Addenda:
Addenda:
The Medical Director of a Transfusion Service received a request to start a therapeutic phlebotomy regimen for a patient in the fifth decade of life with alpha-thal/HbH and hemochromatosis. The patient is not transfusion-dependent, has a mild anemia (Hgb 11), and ferritin about 1000 ng/ml.
The transfusion service physician wonders if phlebotomy even makes sense, since it would stimulate erythropoiesis which would result in accelerated hemolysis and contribute to hemochromatosis. The supposition is that the hemolysis is on-going and of low intensity, and removing the red cells before hemolysis could reduce the iron overload.

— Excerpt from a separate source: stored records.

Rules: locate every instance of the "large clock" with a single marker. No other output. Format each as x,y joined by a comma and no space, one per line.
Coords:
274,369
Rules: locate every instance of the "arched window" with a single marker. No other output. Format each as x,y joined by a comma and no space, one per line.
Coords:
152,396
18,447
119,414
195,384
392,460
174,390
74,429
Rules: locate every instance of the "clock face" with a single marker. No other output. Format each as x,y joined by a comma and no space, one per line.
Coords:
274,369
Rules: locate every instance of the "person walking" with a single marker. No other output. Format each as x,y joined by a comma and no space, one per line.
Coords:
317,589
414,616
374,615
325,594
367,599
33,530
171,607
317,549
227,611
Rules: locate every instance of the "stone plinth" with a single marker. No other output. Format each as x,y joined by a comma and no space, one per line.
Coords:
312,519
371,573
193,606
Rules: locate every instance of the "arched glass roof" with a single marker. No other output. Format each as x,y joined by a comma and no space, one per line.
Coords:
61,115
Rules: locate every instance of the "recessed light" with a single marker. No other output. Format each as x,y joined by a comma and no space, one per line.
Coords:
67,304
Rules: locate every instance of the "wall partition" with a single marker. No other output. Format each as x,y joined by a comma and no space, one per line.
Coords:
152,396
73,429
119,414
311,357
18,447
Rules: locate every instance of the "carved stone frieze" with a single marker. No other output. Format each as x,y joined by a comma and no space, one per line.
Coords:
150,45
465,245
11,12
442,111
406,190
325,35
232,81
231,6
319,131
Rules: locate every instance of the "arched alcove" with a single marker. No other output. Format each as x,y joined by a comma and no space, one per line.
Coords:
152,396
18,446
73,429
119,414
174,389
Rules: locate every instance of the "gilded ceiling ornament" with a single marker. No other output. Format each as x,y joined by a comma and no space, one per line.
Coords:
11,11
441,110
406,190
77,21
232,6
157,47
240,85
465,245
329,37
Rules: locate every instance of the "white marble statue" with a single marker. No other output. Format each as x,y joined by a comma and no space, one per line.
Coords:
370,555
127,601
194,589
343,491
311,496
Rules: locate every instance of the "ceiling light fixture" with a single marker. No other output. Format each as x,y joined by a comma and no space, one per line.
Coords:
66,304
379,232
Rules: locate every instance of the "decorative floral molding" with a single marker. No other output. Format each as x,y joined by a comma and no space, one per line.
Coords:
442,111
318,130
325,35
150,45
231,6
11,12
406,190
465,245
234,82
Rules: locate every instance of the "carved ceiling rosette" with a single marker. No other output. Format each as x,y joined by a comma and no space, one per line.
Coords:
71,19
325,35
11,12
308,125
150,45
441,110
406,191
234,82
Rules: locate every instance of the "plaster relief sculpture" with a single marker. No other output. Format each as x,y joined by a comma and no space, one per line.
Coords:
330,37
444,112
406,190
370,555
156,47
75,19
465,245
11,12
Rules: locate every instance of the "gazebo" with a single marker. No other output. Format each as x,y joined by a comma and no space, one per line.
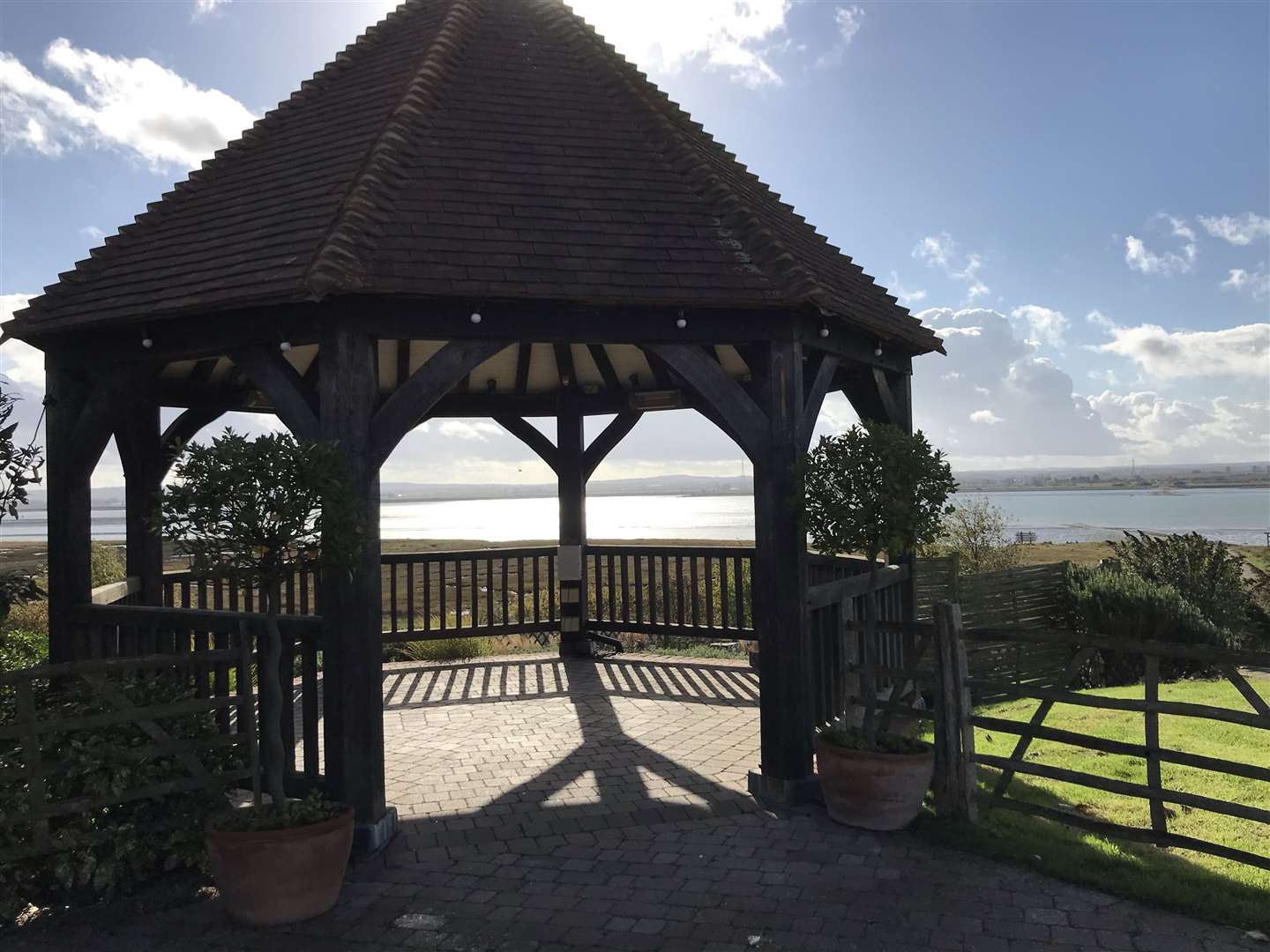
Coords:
478,210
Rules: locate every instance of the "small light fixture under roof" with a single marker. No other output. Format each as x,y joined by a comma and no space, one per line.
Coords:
657,400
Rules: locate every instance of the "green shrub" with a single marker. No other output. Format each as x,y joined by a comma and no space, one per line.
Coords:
438,651
1113,603
109,848
106,565
1204,573
22,648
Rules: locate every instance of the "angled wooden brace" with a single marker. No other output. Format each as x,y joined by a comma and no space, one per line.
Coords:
605,443
533,437
725,398
817,390
97,420
294,401
415,398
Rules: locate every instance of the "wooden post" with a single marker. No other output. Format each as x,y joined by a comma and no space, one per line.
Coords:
954,734
351,600
69,504
138,441
780,584
572,482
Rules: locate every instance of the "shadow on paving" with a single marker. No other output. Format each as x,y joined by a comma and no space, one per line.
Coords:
623,781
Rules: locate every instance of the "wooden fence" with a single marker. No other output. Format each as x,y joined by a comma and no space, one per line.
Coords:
106,632
1151,707
32,738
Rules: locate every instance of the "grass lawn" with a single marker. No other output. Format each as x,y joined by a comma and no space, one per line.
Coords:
1181,880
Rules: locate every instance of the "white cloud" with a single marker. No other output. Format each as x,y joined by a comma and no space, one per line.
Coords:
206,8
941,251
1256,283
1138,257
19,363
996,398
478,430
132,106
732,36
1212,428
1237,231
1047,324
1232,352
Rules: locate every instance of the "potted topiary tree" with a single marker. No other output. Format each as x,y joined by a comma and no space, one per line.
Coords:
873,489
257,509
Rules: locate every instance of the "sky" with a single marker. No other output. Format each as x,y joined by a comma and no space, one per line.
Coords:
1074,196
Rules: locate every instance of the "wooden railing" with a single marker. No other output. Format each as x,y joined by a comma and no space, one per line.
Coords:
836,599
103,632
449,594
676,591
106,691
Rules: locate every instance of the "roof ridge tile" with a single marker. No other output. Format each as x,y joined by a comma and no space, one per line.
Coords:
707,183
340,260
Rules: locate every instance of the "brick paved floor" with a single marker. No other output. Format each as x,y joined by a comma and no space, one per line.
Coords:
564,807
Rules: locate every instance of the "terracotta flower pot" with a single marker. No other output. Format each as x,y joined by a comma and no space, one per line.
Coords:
873,790
271,877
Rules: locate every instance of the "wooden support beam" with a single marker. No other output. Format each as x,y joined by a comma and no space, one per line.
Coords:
66,482
572,559
415,398
183,429
351,600
140,447
294,400
725,397
533,437
608,439
605,366
780,582
817,389
524,354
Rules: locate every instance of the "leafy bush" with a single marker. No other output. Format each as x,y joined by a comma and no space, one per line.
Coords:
292,813
438,651
1110,603
1204,573
111,848
975,531
25,636
106,565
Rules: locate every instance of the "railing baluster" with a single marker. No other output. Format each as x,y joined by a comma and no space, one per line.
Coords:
409,597
639,589
519,587
537,607
723,591
392,611
441,593
626,591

A PubMed search found one case report discussing phlebotomy to treat beta-thal with hemochromatosis (De Gobbi. Haematologica 2000;85:865-7). All other articles found discussing the treatment of secondary hemochromatosis in thalassemia recommend chelation therapy, not phlebotomy.
Does anyone have thoughts/experience in phlebotomy to treat secondary hemochromatosis in thalassemia or other congenital hemolytic anemia?
From the Editors: We agree with the poster that there is very little published on this topic and what little is published suggests that these situations often arise out of a misguided attempt to "correct" the thalassemia by giving iron. We also agree that chelation seems more appropriate than phlebotomy given that the defect is enhanced iron absorption.